The answer is that Ticketmaster gives 50% of their revenue to the venue, which is a pretty good deal for the venue, so they have every incentive to keep that relationship going
They run a not that complicated website. As someone who loves live music, they take way too much in ticket fees for the value and difficulty of the service they provide. Legitimately, it feels like expertsexchange.

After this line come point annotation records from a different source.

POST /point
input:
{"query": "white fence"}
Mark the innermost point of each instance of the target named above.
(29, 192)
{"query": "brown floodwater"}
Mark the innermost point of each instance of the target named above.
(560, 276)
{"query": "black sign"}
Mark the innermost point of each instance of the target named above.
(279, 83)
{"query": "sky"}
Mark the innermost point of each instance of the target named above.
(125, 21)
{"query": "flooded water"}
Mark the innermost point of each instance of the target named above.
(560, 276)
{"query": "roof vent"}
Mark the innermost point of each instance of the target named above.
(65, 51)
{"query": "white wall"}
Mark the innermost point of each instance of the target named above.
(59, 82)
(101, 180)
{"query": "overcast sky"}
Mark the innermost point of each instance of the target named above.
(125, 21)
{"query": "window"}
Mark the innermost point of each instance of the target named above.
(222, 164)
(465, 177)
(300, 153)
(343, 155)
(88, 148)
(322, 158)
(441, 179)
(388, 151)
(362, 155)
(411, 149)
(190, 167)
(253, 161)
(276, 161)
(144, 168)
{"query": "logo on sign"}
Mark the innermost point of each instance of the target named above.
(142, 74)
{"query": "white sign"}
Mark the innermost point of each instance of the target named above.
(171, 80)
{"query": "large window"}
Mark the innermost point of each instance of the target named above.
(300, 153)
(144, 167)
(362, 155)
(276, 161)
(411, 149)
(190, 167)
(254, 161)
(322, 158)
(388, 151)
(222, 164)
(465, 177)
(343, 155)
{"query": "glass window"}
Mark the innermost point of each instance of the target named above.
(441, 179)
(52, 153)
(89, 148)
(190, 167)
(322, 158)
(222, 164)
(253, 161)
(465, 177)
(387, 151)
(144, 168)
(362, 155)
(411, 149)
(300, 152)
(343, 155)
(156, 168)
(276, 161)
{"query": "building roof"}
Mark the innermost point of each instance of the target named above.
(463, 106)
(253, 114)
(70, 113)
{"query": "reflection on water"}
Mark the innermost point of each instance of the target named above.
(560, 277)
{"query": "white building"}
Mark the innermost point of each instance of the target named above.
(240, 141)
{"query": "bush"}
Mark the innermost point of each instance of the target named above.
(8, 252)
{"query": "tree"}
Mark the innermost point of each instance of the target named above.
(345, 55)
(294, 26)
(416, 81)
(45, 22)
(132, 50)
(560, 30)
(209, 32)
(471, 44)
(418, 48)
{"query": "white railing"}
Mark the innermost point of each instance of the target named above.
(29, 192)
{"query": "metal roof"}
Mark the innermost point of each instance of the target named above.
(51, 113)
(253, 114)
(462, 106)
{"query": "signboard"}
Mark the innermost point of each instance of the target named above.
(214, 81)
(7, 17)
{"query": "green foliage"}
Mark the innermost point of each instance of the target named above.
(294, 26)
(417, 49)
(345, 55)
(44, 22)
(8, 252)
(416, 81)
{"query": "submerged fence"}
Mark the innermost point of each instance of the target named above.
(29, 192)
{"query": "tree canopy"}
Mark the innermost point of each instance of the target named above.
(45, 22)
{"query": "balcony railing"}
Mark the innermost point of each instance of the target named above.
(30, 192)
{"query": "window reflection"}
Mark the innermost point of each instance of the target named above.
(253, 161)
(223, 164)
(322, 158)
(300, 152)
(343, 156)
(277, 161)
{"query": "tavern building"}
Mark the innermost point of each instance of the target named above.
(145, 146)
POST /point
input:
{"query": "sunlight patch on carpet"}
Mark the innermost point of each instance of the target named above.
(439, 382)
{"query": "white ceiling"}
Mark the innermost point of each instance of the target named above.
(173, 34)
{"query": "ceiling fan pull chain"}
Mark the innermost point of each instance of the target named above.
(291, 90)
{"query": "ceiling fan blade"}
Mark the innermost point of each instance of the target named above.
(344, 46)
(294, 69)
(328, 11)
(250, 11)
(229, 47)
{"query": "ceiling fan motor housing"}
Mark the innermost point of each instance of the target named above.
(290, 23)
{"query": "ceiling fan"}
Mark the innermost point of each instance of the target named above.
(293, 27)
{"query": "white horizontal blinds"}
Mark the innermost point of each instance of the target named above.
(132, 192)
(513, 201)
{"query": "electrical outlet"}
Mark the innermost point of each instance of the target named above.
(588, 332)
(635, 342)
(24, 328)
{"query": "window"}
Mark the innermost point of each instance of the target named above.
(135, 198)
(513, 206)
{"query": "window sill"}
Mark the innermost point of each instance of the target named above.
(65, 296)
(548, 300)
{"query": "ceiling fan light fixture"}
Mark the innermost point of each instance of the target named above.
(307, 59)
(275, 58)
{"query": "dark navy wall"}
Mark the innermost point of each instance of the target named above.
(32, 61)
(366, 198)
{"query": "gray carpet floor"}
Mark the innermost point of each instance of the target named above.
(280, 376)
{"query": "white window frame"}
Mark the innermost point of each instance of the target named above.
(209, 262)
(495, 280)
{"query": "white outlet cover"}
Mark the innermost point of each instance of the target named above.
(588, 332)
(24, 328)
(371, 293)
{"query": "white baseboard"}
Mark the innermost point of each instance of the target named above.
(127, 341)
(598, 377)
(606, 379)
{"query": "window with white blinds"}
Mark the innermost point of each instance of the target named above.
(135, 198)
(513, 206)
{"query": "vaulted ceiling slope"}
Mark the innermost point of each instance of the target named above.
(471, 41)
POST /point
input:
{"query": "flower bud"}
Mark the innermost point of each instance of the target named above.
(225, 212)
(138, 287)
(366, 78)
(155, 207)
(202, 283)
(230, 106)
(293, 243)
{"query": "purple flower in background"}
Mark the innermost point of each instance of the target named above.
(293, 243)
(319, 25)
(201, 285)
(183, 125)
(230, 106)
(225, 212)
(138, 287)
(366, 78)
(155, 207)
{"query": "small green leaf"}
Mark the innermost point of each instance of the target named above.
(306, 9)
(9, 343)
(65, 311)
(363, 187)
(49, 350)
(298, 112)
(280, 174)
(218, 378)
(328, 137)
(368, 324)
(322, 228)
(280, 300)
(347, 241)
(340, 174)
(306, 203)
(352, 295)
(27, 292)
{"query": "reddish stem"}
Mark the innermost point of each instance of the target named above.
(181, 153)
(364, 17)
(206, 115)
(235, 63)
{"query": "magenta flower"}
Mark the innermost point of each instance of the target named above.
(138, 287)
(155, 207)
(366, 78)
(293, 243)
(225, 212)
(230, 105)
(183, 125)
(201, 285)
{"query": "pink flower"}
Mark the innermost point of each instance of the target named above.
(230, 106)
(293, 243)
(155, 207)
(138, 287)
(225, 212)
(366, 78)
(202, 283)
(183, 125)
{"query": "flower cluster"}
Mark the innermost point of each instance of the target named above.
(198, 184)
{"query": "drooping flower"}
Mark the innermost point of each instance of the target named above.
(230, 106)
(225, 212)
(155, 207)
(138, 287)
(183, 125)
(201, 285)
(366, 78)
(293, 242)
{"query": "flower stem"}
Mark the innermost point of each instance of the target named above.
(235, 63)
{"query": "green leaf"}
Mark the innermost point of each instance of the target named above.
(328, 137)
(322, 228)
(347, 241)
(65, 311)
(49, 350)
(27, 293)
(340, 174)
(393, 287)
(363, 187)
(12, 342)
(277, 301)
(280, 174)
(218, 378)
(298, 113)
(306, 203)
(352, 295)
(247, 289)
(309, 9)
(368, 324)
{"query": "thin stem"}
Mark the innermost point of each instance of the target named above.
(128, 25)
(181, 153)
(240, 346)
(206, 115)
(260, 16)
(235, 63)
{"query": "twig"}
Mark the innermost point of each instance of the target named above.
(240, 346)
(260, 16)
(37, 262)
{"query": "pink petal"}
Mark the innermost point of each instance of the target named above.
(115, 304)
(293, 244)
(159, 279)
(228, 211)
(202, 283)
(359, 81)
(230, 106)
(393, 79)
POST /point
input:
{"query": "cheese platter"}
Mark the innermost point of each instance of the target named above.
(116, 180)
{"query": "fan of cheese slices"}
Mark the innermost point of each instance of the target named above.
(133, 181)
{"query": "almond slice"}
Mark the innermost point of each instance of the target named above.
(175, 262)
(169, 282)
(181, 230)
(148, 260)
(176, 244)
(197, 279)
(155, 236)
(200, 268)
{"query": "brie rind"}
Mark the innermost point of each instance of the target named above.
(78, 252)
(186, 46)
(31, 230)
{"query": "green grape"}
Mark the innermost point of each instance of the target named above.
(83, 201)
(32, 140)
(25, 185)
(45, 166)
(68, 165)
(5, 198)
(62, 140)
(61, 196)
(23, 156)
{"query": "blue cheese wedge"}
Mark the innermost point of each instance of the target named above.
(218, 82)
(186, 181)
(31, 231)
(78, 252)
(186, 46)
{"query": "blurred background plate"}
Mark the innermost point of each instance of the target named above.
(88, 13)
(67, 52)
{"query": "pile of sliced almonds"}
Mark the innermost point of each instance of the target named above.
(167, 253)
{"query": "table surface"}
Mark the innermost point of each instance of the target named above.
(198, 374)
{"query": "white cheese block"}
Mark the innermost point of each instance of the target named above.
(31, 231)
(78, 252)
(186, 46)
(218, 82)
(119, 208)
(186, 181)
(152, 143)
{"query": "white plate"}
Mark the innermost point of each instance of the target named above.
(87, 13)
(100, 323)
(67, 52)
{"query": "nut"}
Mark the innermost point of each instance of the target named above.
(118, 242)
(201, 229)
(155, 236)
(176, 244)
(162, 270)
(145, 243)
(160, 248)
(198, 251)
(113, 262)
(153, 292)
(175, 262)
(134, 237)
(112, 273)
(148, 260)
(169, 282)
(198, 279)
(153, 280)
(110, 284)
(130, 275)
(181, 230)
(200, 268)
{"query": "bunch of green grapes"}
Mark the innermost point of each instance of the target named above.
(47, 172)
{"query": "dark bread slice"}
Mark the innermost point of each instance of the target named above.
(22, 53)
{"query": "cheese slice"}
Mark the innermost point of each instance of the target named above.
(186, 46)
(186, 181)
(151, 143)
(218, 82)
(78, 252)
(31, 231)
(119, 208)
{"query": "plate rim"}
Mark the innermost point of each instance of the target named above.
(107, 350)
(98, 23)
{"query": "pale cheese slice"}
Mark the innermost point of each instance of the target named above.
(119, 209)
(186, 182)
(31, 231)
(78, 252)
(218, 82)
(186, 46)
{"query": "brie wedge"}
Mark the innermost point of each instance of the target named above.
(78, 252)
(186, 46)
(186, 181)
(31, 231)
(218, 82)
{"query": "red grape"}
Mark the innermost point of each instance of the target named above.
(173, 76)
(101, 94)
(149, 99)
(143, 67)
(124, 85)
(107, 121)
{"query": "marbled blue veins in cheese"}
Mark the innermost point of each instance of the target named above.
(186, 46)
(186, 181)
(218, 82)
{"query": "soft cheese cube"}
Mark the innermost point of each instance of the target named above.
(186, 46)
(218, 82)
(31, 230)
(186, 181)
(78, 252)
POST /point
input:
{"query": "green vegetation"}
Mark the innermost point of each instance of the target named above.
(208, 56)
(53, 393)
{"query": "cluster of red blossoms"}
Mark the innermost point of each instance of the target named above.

Economically, it doesn't seem to make sense for artists and venues to be giving so much money to a partner who is delivering so little value. Even if the venue is getting half of the ticket master fee, the tickets selling with the fee included is proof that the customer is willing to pay that much, why share more than a small fraction of the ticket price with a website?
> They pay for enormous capacity that is used only sporadically.
In this day and age? I am highly skeptical.
Any large, upcoming surge of traffic is planned in advance, as in the case of the Taylor Swift Era Tour ticket sales, so they can easily preemptively scale up infrastructure ahead of that. There is zero reason to hold onto that infrastructure all year long, and dynamic scaling works fine for this type of service the rest of the year.
> Economically, it doesn't seem to make sense for artists and venues to be giving so much money to a partner who is delivering so little value.
Artists and venues receive a part of the fees that TicketMaster charges. TicketMaster's essentially being paid by artists and venues to be the bad guy.